Pushing 6 months, I would personally consider helping them stand with some sort of secondary support. Could your breeder help you?


----------



## Pennykeating (Mar 4, 2015)

cant tape - cant glue. Was just hoping for them to stand. If we were to glue or tape, the other two dogs would eat it right off her when we aren't home!


----------



## Jayfeather (Dec 28, 2014)

My dog's ears were just like that at 5 months. You can wait and see, but I made the mistake of waiting until about 6 1/2 to 7 months to tape them. He just turned 1, and his left ear is still floppy, still taped. If there's any chance, maybe you could tape or glue them and keep her crated when you can't supervise? Personally that's what I would do, but if it's really not possible you can wait and see.


----------



## SuperG (May 11, 2013)

ear forms.....investigate those if you haven't already....completely inside the ear....perhaps you could spray some nasty bitter stuff on the ear forms as well...just to make sure the other dogs leave them alone.

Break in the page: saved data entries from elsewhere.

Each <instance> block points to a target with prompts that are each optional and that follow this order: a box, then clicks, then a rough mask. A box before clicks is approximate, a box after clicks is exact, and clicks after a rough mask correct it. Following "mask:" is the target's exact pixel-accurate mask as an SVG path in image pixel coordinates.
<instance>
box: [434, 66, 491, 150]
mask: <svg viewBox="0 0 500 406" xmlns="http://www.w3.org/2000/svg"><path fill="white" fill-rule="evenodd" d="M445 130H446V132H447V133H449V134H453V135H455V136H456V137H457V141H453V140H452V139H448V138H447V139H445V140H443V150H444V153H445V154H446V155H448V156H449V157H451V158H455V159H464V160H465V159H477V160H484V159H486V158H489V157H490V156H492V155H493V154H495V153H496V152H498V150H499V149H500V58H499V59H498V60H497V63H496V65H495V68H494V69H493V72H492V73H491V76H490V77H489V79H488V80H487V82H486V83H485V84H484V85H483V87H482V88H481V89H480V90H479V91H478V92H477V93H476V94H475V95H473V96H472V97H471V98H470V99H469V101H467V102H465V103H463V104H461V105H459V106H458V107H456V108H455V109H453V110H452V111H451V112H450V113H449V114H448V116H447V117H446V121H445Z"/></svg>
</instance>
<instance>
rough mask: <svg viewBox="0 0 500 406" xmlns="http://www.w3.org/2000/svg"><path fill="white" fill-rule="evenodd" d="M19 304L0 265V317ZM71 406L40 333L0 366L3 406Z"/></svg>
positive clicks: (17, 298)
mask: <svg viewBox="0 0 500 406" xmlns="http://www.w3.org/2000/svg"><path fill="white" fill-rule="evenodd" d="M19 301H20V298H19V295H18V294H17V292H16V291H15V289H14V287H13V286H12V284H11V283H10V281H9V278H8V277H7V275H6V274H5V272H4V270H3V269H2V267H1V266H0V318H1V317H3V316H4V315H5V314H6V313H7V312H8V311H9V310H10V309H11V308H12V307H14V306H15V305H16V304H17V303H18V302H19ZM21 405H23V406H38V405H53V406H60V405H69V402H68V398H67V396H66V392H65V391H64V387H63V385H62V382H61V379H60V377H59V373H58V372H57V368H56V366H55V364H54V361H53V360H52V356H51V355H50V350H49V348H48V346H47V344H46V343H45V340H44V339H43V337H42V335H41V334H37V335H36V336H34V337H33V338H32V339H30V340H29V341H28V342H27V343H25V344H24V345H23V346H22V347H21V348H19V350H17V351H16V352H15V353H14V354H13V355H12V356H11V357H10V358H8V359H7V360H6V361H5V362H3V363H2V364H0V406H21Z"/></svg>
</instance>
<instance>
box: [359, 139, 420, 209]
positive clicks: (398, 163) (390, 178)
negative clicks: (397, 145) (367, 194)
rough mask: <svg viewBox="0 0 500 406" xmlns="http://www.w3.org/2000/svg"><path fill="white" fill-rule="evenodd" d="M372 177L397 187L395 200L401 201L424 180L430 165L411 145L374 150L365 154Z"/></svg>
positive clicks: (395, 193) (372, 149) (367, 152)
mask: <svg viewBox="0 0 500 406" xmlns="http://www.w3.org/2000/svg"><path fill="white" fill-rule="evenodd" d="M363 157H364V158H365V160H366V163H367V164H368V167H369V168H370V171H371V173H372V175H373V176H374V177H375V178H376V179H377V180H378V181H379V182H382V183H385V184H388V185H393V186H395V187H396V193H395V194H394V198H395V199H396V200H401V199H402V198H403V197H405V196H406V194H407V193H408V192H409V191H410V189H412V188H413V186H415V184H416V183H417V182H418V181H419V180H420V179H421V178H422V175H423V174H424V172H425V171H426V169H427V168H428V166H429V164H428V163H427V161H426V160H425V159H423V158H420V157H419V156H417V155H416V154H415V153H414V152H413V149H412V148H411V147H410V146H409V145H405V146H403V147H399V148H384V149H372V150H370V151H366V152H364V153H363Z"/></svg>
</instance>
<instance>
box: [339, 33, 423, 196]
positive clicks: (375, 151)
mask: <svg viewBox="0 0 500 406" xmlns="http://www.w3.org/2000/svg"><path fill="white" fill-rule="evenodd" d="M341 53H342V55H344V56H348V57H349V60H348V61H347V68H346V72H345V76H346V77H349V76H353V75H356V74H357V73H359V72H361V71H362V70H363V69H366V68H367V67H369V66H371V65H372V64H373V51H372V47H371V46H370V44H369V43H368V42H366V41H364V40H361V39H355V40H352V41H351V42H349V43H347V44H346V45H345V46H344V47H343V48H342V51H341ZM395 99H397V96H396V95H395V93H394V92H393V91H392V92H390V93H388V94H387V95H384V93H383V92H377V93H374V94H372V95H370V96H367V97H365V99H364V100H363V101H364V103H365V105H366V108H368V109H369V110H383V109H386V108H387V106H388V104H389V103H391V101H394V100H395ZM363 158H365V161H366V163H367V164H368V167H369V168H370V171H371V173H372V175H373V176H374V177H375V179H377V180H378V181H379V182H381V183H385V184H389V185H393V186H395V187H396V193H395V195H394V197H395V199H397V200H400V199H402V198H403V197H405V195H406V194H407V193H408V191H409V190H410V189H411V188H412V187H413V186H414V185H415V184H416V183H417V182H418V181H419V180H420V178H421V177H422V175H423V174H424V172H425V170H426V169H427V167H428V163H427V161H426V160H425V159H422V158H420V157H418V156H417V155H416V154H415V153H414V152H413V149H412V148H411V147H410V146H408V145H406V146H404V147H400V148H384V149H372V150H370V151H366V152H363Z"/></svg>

[ame]http://www.amazon.com/Support-Forms-Skin-Glue-Place/dp/B00J9VI5L2[/ame]

Bitter Flavor Sprays and other Taste Deterrents for Pets

SuperG


----------



## Puppypawzx (Nov 12, 2014)

I think it's very possible, but they might need some help. I think they'd stand fer' sure if you taped/glued them up. But if you don't have the time to do that, and you don't really care if they stand or not than it's not a big deal. They may stand in time, they may not.


----------



## GSD2 (Jan 27, 2012)

My dogs ears were late in standing, as well. I was told if they were standing at any point in time they will very likely be fine. Puppy ears often fall while they are teething. They are big heavy ears, I hear that giving good chew bones strengthen the muscles that help the ears stand. Good luck, he is adorable.


----------



## Big Brown Eyes (Jan 11, 2015)

Hello,
You have a beautiful dog. GSD's look good with ears standing up, and it is a kind of a mini-obsession with many owners to have their pup's ears stand up at the earliest. 

I would recommend
1) Tape your pup's ears now. Later (as some one pointed out), might not have the desired effect.
2) If your other 2 dogs might hamper the taping, you just have to find a way to keep those 2 dogs away from the pup with the taped ears.

The choice is essentially yours, but I would tend to think that the trouble of 2-3 weeks of keeping the 2 dogs separated from the pup, while the pup's ears are taped is worth while the effort. Especially since the other side of it is, in the 12-14 years the pup lives, you will have a "friendly eared" GSD. 

So 2-3 weeks of trouble vs. 14 years of friendly ears. 

You have to decide.


----------